Minneapolis architect Leroy S. Buffington won the commission in 1903 for the second courthouse on this site based on his proposal for a turreted, asymmetrical design that could be described as Queen Anne. Buffington loomed large in northern Dakota Territory despite competition from local architects. When the capital moved in 1883 from Yankton (now in South Dakota) to the territory’s center at Bismarck, Buffington easily won the lucrative commission for the new capitol building. But he badly miscalculated soil conditions in Fargo, where the foundations for the proposed courthouse were so poorly constructed that they began to crack and sink into the Red River Valley gumbo. There were hints that a vein of quicksand crossed the courthouse site and Buffington was held accountable for the consequences. Fired from the job, he was replaced by Fargo architects Daniels and Proctor. After making adjustments for the poor bearing capacity of the soil, other changes were made to Buffington’s design, which then served with minor modifications for twenty years.

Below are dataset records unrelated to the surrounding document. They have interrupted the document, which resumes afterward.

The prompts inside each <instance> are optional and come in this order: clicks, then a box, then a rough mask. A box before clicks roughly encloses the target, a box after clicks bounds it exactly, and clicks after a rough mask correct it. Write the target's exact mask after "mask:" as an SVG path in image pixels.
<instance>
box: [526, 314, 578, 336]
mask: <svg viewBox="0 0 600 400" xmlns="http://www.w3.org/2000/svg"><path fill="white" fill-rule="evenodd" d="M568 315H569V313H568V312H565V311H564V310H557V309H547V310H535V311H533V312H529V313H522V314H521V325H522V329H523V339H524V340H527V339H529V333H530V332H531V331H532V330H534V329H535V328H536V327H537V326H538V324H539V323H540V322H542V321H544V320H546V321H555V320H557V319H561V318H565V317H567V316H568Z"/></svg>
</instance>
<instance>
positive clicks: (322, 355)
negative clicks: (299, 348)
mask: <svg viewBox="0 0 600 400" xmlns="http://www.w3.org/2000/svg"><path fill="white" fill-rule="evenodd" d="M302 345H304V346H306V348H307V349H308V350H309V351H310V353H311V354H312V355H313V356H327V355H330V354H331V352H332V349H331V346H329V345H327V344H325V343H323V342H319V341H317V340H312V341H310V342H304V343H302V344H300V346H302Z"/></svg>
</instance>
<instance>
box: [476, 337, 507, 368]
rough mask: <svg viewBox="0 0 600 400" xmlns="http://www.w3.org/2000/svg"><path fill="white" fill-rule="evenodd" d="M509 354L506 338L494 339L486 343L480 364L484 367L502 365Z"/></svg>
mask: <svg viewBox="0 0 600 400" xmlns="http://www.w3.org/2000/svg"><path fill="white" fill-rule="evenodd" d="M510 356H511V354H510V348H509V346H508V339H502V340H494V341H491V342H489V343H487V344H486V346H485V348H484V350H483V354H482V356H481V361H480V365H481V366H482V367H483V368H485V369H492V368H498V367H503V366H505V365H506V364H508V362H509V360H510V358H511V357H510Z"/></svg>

A fire in 1903 caused sufficient damage to require a new courthouse. There was one major design requirement: the frugal county fathers felt that since such a substantial investment had been made in the 1883 building’s foundations, any new design had to be based on its existing footprint. Invitation for proposals from architects brought more than a dozen competitors, all of whom presumably met the footprint stipulation. Charles Emlen Bell submitted and won the commission with the only design that did not. Bell had several courthouses and the new Montana capitol of 1902 to his credit. For Cass County, Bell created a symmetrical Renaissance Revival design of red Lake Superior sandstone that he had used in Montana—Missoula and Anaconda—each with testimonials and a verifiable cost. Thus the only proposal that did not meet the one principal criterion was chosen, causing much consternation to the other competitors. And Bell had sown the seeds that would haunt him sixteen years later. In 1920 he applied for a North Dakota license but was denied the privilege when critical letters were submitted by George and Walter Hancock, whom he had trumped in the 1904 competition. Bell never again sought work in North Dakota.
In the 1950s a passenger elevator was inelegantly inserted into the ceremonial rotunda, but was later removed and the muraled rotunda with its upper balcony was restored. A pair of well-detailed additions respectfully balanced the front elevation.